Abstract
Edenia gomezpompae CRI Eg3 was isolated from the leaves of sweet potato. Its complete mitogenome contains 37,226 bp, with a G + C content of 26.1%. A total of 51 genes were annotated, including 16 protein-coding genes, 33 tRNA genes, and 2 rRNA (s-rRNA, L-rRNA) genes. The most significant character of this mitogenome is its free of group I introns in the CDS regions. Phylogenetic analysis using the mitogenomes of relative fungal species indicated that CRI Eg3 is closely related to Shiraia bambusicola, and they clustered in the Pleosporales lineage. This is the first genome reported in the genus Edenia.

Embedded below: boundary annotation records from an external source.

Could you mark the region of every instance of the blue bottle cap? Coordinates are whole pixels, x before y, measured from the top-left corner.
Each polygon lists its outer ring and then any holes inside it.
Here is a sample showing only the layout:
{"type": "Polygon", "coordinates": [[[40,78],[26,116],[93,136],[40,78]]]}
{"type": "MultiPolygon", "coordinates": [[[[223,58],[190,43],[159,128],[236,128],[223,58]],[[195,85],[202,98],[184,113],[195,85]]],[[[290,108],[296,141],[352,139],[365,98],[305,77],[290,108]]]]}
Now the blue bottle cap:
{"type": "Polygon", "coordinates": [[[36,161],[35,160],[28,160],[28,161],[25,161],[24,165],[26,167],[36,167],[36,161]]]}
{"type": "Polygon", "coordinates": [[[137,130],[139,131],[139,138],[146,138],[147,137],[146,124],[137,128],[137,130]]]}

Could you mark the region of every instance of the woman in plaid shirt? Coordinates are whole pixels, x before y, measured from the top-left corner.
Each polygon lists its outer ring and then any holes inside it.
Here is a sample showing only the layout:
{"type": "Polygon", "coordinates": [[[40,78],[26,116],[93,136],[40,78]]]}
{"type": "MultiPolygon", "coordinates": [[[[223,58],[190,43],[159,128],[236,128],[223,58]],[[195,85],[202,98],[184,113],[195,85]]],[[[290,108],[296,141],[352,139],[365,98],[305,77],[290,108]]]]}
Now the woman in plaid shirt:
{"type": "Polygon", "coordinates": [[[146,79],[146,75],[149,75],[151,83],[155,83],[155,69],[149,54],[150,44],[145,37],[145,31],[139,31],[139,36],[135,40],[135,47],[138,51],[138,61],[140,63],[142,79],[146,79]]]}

Edenia gomezpompae Gonzalez et al. (Citation2007) was described in 2007 (Gonzalez et al. Citation2007). The type strain was isolated from Callicarpa acuminata leaves, and was identified as an endophytic fungus. Similar strains were later isolated from leaves of Senna alata (Crous et al. Citation2009) and ginseng (Eo et al. Citation2014). The mycelium of Edenia gomezpompae produced naphthoquinone spiroketals with allelochemical, phytotoxic, antiparasitic and in vitro anticancer activities, and have potential application in fungicide (Macias-Rubalcava et al. Citation2008), herbicides (Macias-Rubalcava et al. Citation2014), and medicine (Martinez-Luis et al. Citation2011). Edenia gomezpompae CRI Eg3 was isolated from sweet potato leaves grown in Guangzhou city, Guangdong Province, China with geospatial coordinates N23°23′46″, E 113°26′36″. A specimen was deposited at the Guangdong Microbial Germplasm Preservation Center (http://www.gdmcc.net, Wang Yonghong, [email protected]) under the voucher number GDMCC 3.705. The isolation process includes strict sterilization with 0.1% HgCl2 solution, followed by culturing on potato dextrose agar (PDA) medium. To investigate its taxonomic status and potential biological function, we sequenced its mitochondrial genome.
The genomic DNA was isolated as previously described (Ma et al. Citation2020, Yu et al. Citation2020), and sequenced using Illumina Hiseq 2500 and Nanopore platforms. The subreads were corrected with Canu v1.5 (Koren et al. Citation2017), assembled with wtdbg2 (Ruan and Li Citation2020), and further corrected using pilon (Walker et al. Citation2014). The final circular genome after removing the overlapped sequence was annotated with the MITOS webServer (http://mitos2.bioinf.uni-leipzig.de), and manually corrected using MacVector 13.6. The circular mitochondrial genome has a length of 37,226 bp, with a G + C content of 26.1%. A total of 51 genes were annotated, including 16 protein-coding genes, 33 tRNA genes, 2 rRNA (s-rRNA, L-rRNA) genes. The protein-coding genes include nine for NAD(P)H-quinone oxidoreductases (nad), one for ribosomal protein, one for ATP synthase, three for cytochrome oxidase subunits (coxs), one for cytochrome b (cob), and one for endonuclease. Transfer RNA genes for all 20 amino acids were identified. The most significant character in this mitogenome is that the protein coding sequences are all free of group I introns that are common in fungal mitochondrial genomes (Supplementary Figure S1).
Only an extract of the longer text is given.